Programming and debugging headers

The ATtinyx61 and ATtinyx5 can be ISP programmed through their respective ISP/dW 6 pin headers (2.54mm). The same connectors can be used for debugging using DebugWire. Refer to Figure 4-1 (below) to identify the programming and debugging pin headers.

Note that, to be able to run DebugWire debugging it is required to disconnect the ATtiny reset circuit (pull-up, decoupling and clamping diode), otherwise the DebugWire communicate will fail. For the ATtinyx5 devices the resistor R302 must be removed to disconnect the reset circuit. For the ATtinyx61 the resistor R303 should be removed.

The board controller (also referred to as "master") can be programmed and debugged through either ISP or JTAG. The device's RESET lines are connected individually.

Figure 1. Programming and debugging headers.

Note that the three AVRs on the board share the SPI programming lines for communication purposes: if one device is driving the SPI lines while SPI programming of the other device is attempted the programming is likely to fail. Therefore, ensure that no devices are driving the shared SPI programming lines while SPI programming is performed.
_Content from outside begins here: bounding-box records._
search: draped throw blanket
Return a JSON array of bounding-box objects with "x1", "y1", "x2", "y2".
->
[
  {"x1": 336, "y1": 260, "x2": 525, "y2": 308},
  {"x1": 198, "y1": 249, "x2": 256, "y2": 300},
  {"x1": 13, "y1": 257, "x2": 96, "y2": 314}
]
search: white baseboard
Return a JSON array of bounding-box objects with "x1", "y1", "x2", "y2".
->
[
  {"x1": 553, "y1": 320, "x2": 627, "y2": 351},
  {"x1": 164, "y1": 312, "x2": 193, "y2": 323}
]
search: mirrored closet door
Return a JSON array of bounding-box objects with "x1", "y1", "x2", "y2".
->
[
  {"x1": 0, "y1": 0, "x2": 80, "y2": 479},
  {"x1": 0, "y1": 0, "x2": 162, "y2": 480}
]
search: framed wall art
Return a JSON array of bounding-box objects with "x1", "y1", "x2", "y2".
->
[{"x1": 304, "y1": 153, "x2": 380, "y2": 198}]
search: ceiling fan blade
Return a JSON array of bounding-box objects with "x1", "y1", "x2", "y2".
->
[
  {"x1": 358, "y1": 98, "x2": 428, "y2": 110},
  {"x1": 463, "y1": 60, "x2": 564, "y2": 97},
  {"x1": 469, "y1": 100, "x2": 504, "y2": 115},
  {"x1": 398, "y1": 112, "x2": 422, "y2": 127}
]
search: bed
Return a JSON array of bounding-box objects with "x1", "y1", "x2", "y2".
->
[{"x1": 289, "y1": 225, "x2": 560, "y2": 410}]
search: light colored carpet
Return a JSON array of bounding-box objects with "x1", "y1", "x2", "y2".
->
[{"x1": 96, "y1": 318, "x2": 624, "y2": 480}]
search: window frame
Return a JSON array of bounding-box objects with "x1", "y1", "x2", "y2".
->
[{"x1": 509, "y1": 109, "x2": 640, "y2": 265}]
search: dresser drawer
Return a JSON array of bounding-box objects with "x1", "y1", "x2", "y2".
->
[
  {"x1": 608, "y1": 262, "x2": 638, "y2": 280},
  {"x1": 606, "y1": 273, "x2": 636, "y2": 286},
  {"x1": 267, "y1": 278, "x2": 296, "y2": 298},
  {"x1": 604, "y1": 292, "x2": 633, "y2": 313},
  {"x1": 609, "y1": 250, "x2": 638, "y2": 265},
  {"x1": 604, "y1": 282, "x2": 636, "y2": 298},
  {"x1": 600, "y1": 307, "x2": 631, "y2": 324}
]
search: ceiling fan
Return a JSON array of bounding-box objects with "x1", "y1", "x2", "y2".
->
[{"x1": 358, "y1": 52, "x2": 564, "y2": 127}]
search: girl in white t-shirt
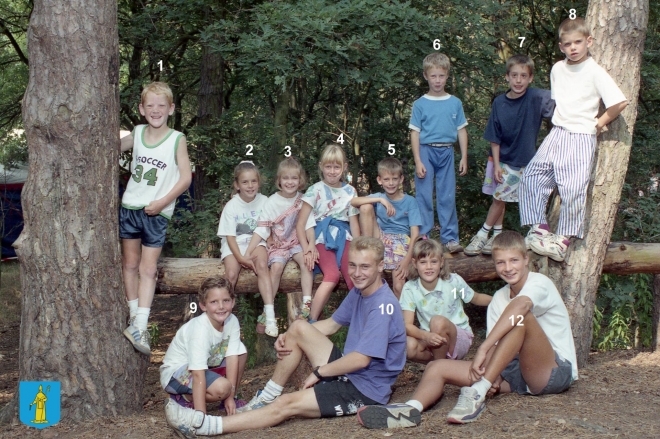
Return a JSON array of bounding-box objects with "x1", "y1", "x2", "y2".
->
[
  {"x1": 296, "y1": 144, "x2": 360, "y2": 321},
  {"x1": 245, "y1": 157, "x2": 313, "y2": 330},
  {"x1": 218, "y1": 161, "x2": 270, "y2": 337},
  {"x1": 160, "y1": 277, "x2": 247, "y2": 415}
]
If JTAG programming is used to program the ATmega644 board controller it can be programmed regardless of the state of the SPI lines. If SPI communication is used between a ATtiny and the ATmega644 a way to ensure that programming is successful, is to erase the ATmega644 first, next program the ATtiny and finally program the ATmega644.

During development the JTAG and DebugWire debugging interfaces are used, these are not using the SPI lines to program the devices, and there are thus no special procedures that should be followed to ensure successful programming.

In general the ATtinyx5 and the ATtinyx61 sockets should not be populated at the same time, as the devices in these sockets are connected to the same traces on the BC100. If devices are placed in both of these sockets it could potentially result in drive contention.